Why track personal finances?

Most of the people have to deal with financial decisions, including bigger ones once in a while. Having the data about your assets and spending available helps to make more informed decisions, potentially resulting in saving more money or just saving time for routine operations and decision-making.

Keeping track of the financial situation is easier if you have just one bank account and becomes more complicated once you have a few debit/credit cards, a broker account or shared expenses with your partner or friends.

Honestly, if you earn more than you spend, already have an emergency fund, and also a process to get rid of crippling unwanted regular expenses/subscriptions, you may not need to do anything else and complicate things unnecessarily. However, in order to do that you may already use some organizational instruments, like spreadsheets. If you invest in stocks or crypto or whatever, it’s even more likely that you do. In these cases read on and see if you can switch to Beancount to get more features and reduce maintenance time costs in the long run.

Why open-source

I believe that your data should belong to you. There are a few decent looking solutions for personal finance that also may be free (as in beer). But even if you trust them enough to aggregate all your financial data in a single place in a cloud and not sell it, perhaps you could still be concerned about breaches and data leaks?

Happily, a plethora of open-source and self-hosted tools exist and they are already feature-rich enough, and will be available to you forever. Moreover, with some coding or data analysis skills you have an ability to get more from the data you have, which will rarely be the case with commercial systems.

Why plain-text accounting

There are few open-source tools for similar purposes I tried, e.g.: Actual, Ghostfolio, Portfolio Performance, Firefly III, Silverstrike, Paisa, old-school GnuCash. More tools exist listed, for example, here. Some of them look great for particular uses but none came close to Beancount or ledger/hledger in terms of flexibility or features.

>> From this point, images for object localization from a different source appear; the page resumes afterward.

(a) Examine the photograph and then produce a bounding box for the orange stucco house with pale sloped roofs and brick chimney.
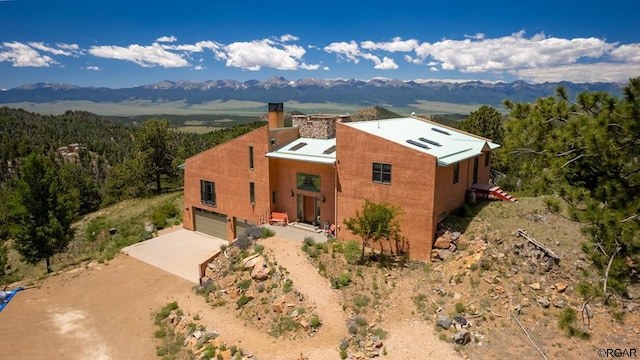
[183,103,499,260]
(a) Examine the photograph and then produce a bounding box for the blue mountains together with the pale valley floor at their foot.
[0,77,624,116]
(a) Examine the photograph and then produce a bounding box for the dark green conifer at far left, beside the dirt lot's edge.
[7,154,78,272]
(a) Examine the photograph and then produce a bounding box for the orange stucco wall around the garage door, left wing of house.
[183,126,270,240]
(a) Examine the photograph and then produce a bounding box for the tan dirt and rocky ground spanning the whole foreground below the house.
[0,199,640,360]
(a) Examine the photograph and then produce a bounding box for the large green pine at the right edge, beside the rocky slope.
[503,78,640,294]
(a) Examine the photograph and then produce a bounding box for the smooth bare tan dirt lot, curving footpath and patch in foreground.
[0,236,458,360]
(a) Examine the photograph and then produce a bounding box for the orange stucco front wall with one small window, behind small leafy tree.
[336,123,436,261]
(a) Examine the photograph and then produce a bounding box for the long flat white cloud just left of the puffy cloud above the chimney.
[89,43,189,68]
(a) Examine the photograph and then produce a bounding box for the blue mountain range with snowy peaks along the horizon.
[0,77,625,107]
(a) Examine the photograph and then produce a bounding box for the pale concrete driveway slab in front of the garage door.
[122,229,228,284]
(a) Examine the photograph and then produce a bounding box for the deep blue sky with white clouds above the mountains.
[0,0,640,89]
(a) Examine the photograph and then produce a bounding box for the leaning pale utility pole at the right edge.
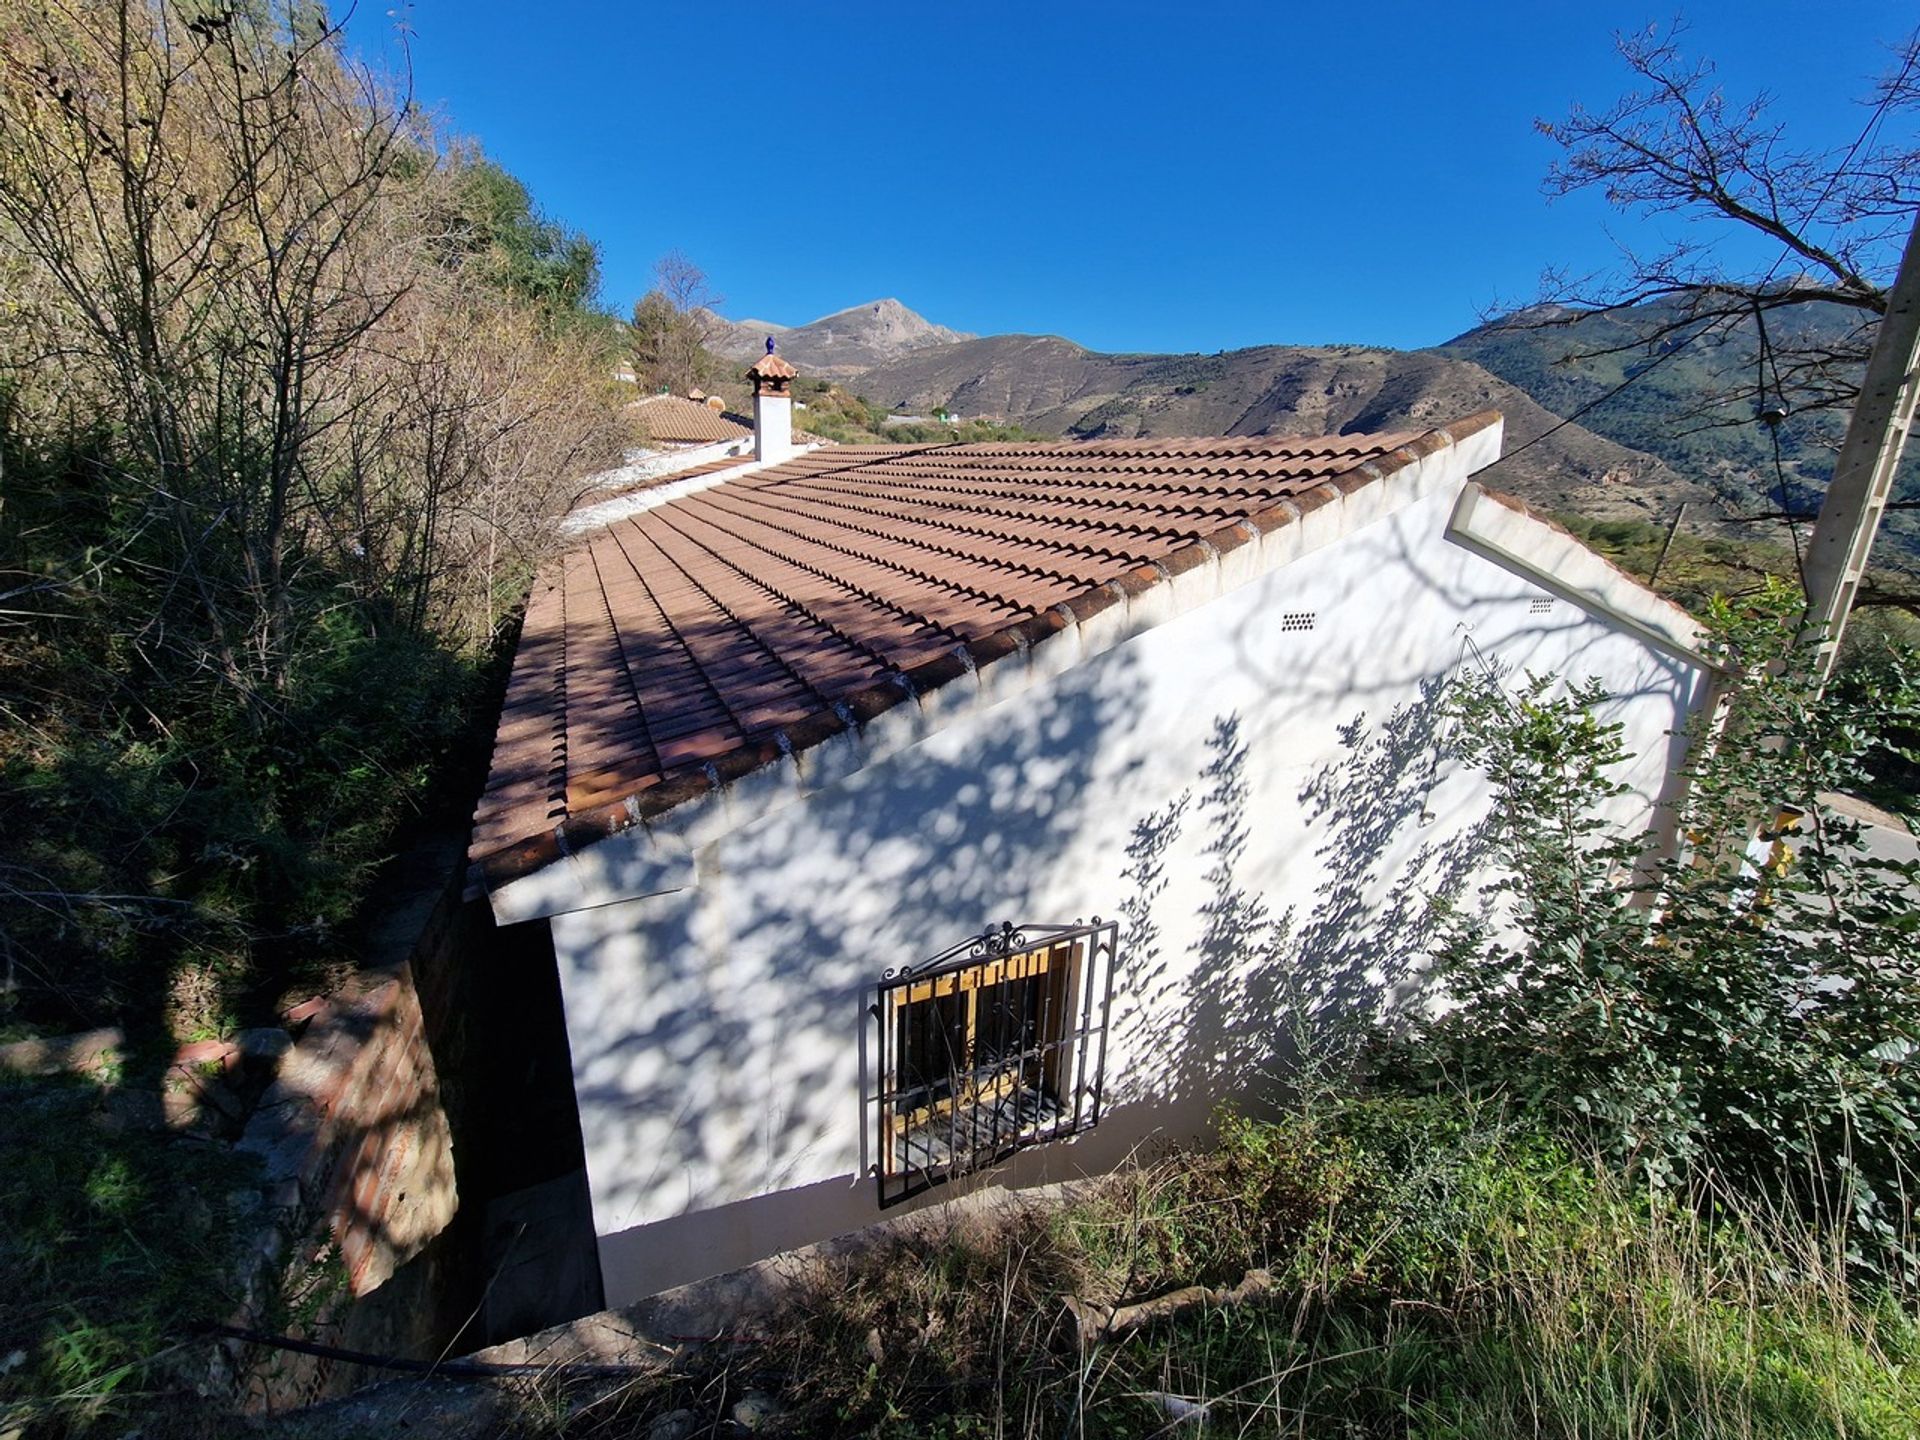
[1801,215,1920,684]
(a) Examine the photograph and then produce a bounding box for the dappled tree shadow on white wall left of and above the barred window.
[566,622,1140,1292]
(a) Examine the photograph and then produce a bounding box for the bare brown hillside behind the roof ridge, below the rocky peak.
[854,336,1713,518]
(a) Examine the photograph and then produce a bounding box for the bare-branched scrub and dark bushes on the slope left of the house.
[0,0,624,1430]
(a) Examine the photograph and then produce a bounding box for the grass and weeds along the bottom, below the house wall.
[480,1098,1920,1440]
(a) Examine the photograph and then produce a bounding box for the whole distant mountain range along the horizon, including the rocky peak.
[716,289,1920,557]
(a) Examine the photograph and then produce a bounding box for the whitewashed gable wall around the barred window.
[553,488,1703,1304]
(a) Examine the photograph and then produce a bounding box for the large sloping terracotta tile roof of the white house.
[470,413,1498,879]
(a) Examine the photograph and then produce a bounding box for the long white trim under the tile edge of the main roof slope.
[488,424,1497,925]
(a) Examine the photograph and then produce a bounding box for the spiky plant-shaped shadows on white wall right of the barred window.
[1116,678,1488,1136]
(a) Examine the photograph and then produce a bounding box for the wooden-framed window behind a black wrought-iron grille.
[870,918,1119,1206]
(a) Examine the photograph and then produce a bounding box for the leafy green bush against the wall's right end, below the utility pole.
[1402,588,1920,1279]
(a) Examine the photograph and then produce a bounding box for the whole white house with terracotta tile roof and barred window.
[472,372,1711,1304]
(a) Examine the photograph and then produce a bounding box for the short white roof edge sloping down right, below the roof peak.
[1446,480,1720,670]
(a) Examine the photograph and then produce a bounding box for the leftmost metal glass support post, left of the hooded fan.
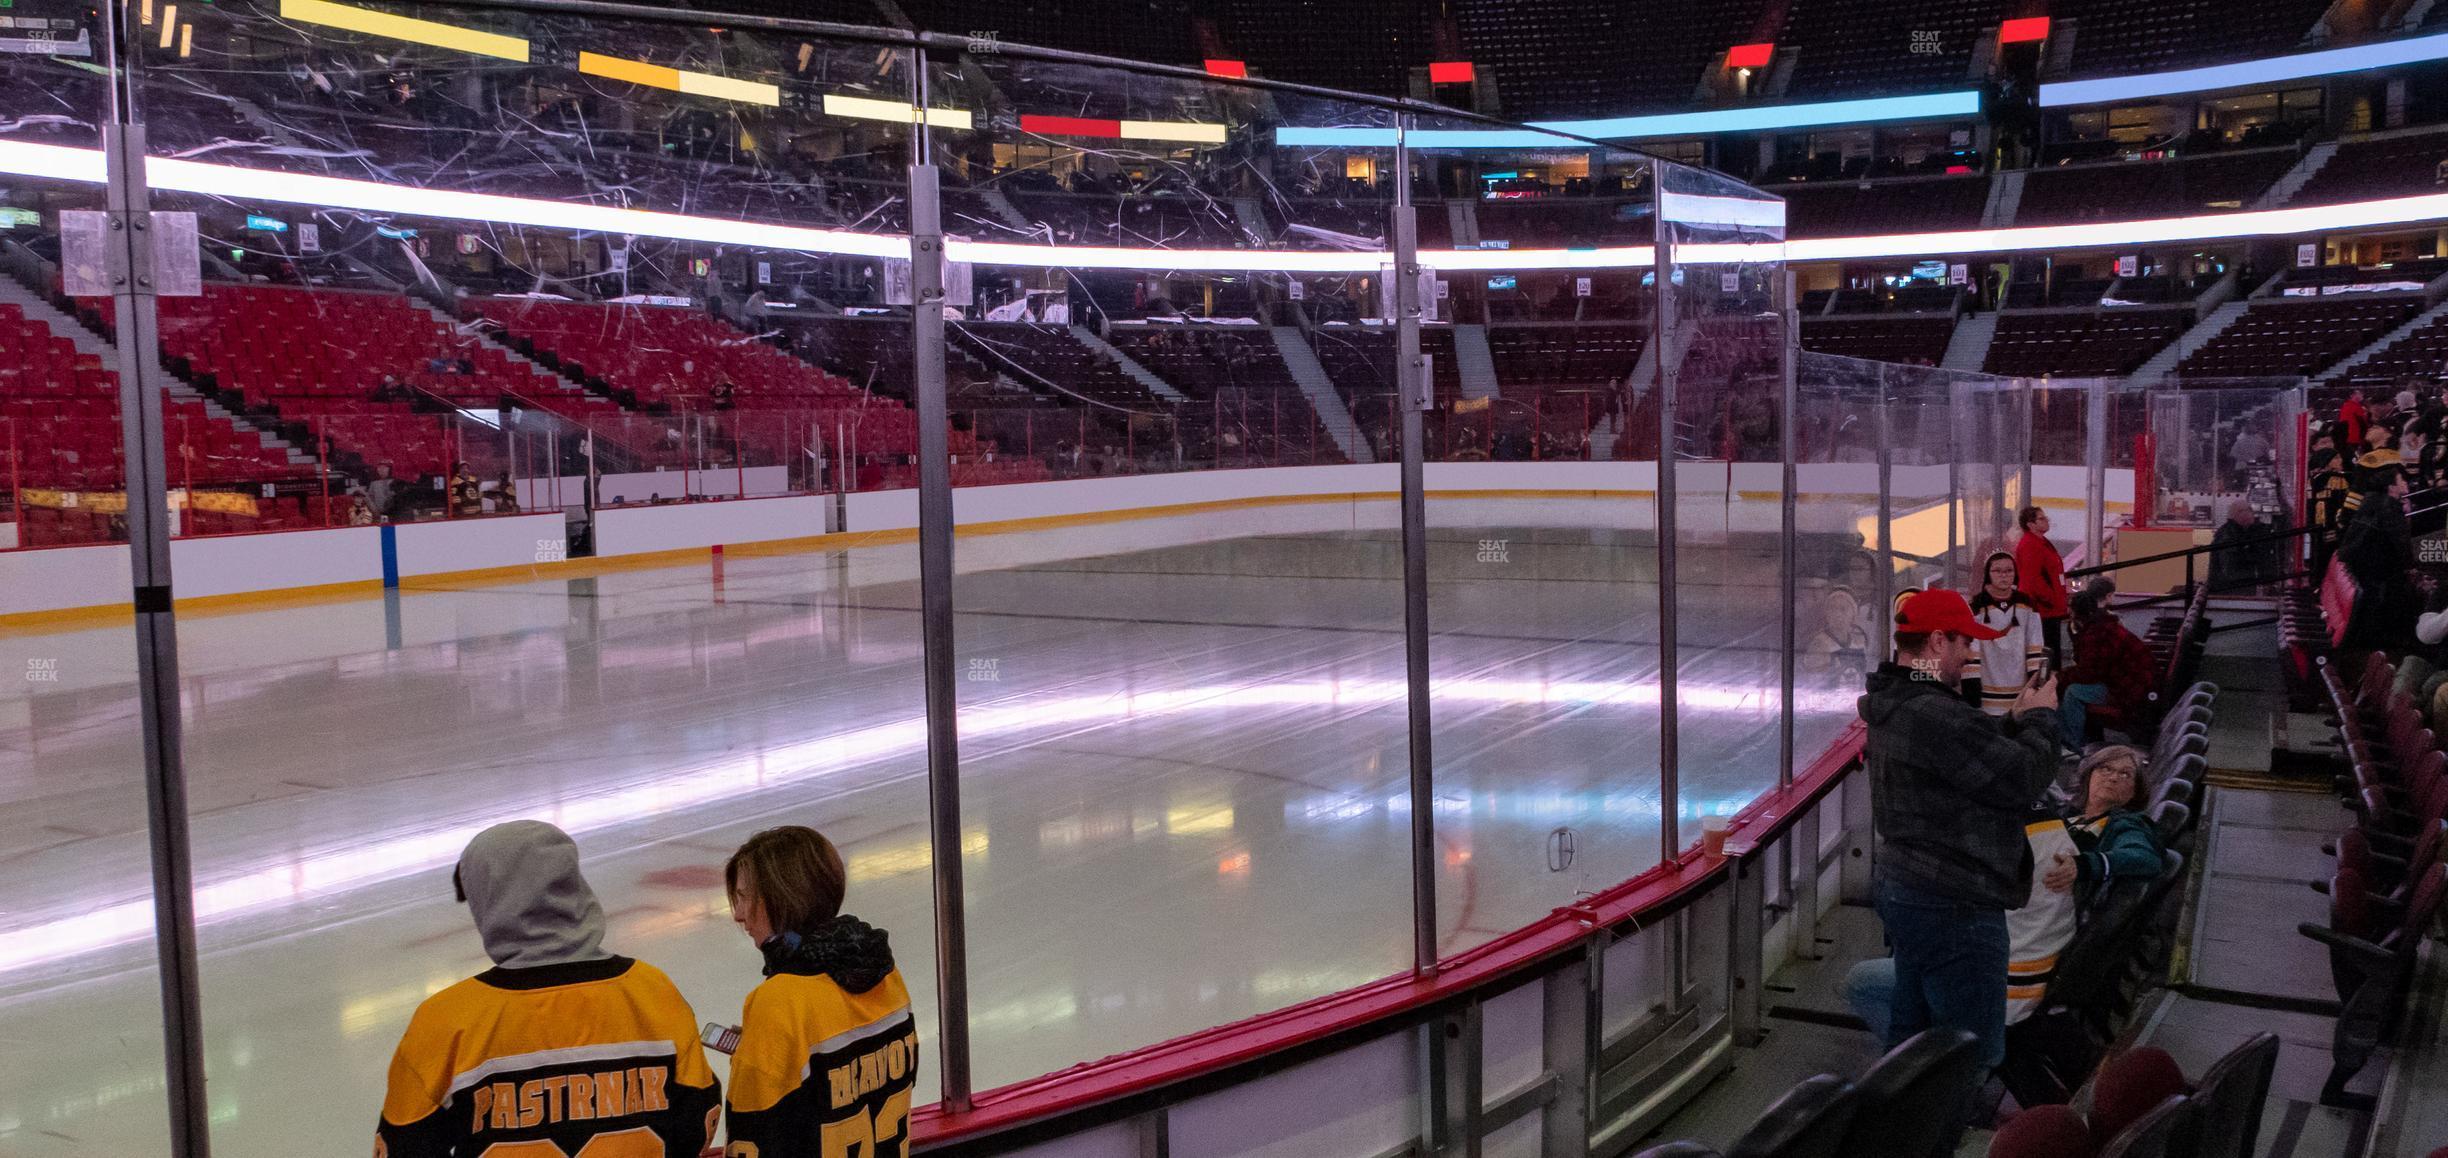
[100,5,213,1158]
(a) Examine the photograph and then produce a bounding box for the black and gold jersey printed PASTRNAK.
[375,957,722,1158]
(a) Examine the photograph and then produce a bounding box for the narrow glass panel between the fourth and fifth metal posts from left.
[1657,164,1812,847]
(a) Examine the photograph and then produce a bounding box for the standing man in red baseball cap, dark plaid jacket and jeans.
[1860,590,2056,1065]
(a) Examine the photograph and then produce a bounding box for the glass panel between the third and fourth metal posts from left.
[1388,118,1662,955]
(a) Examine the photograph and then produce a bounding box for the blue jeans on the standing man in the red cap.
[1875,881,2007,1067]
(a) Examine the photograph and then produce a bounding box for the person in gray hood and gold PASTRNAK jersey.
[375,820,722,1158]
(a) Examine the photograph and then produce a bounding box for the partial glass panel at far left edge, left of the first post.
[0,5,170,1153]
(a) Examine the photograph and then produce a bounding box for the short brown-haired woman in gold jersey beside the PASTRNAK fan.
[722,825,918,1158]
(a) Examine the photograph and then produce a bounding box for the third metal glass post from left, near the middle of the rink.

All in all, it comes down to the storage format, be it spreadsheet, csv, database or – as in this case – a text file in a simple human-readable domain-specific language. The text file is trackable in source control, refactorable and pretty flexible. Moreover, all the other data can be converted into it (and, probably, back) automatically or semi-automatically using straightforward scripting.

You can read more reasoning about why plain-text accounting is superior here or here as well as find a list of various resources at plaintextaccounting.org.

Why Beancount?

Because it has Fava and because it uses Python. As much as at some point I’d like to learn some more Haskell (speaking about hledger), for the open-source project of this scale I think using mainstream language such as Python or Javascript is strategically beneficial. Even more so with Python, as it has rich libraries for data analysis (and loading Beancount data into pandas is a matter of a few lines of code).

If you end up choosing Ledger, I would recommend to check out Paisa. Before fully committing you can take a look at the pre-configured examples, which is easy since both systems have a Docker image available.

What about “lazy” in the name?

From the very beginning, as I started on this little side-project, one of the primary concerns was how much time it takes to do any manual work to keep the system useful and up-to-date. As I consider myself lazy enough and want to minimize amount of time spent on financial maintenance, I wanted the system particularly optimized for this. If you read through some plain-text accounting documentation and recommendations it may seem as if you have to be particularly disciplined or pedantic in order to use them. This is just not true! A 15 minutes a month is all you need to get most benefits.

Moreover, if you are familiar with the concept of lazy calculation, there are some similarities here as well. In general the process builds up a framework, based on which you can get all the precision on the important high-level details like account values graphs, and varied precision on things like classifying monthly expenses. It only depends on how much you have available and need or want to invest into tracking things more precisely.

In most cases you can improve on the system and get more data for your particular needs when you need them for particular purpose. You can clean up your transactions of import data from more acounts when you feel like it. If you are into coding and data analysis, it may even be fun.

So, how much time does it take to use?

It depends on your needs for precision and specificity. I’d say, beyond setup and learning, it would take from 15 minutes once every two weeks or a month to maintain the system, depending on your choice. Or as little as 5 minutes weekly for a regular update and then additional half an hour at another time you commit every couple of months or so. You can opt for less frequent or irregular updates, it just will make your data less detailed and clean. Overall I roughly followed these principles:

  • Some of the values should be tracked precisely (e.g. net worth)
  • Other things are an approximation (e.g. expenses breakdown)
  • Data entry should be automated or easy
  • But it should be possible to track things to the level of precision you need

As for consuming the data (analysing, prognosing, optimizing), it fully depends on you.

Note that this guide attempts to ease the learning curve for you but you will still need to invest some time initially, for the setup and understanding of the primary concepts. Hope you’ll find this time paying off later.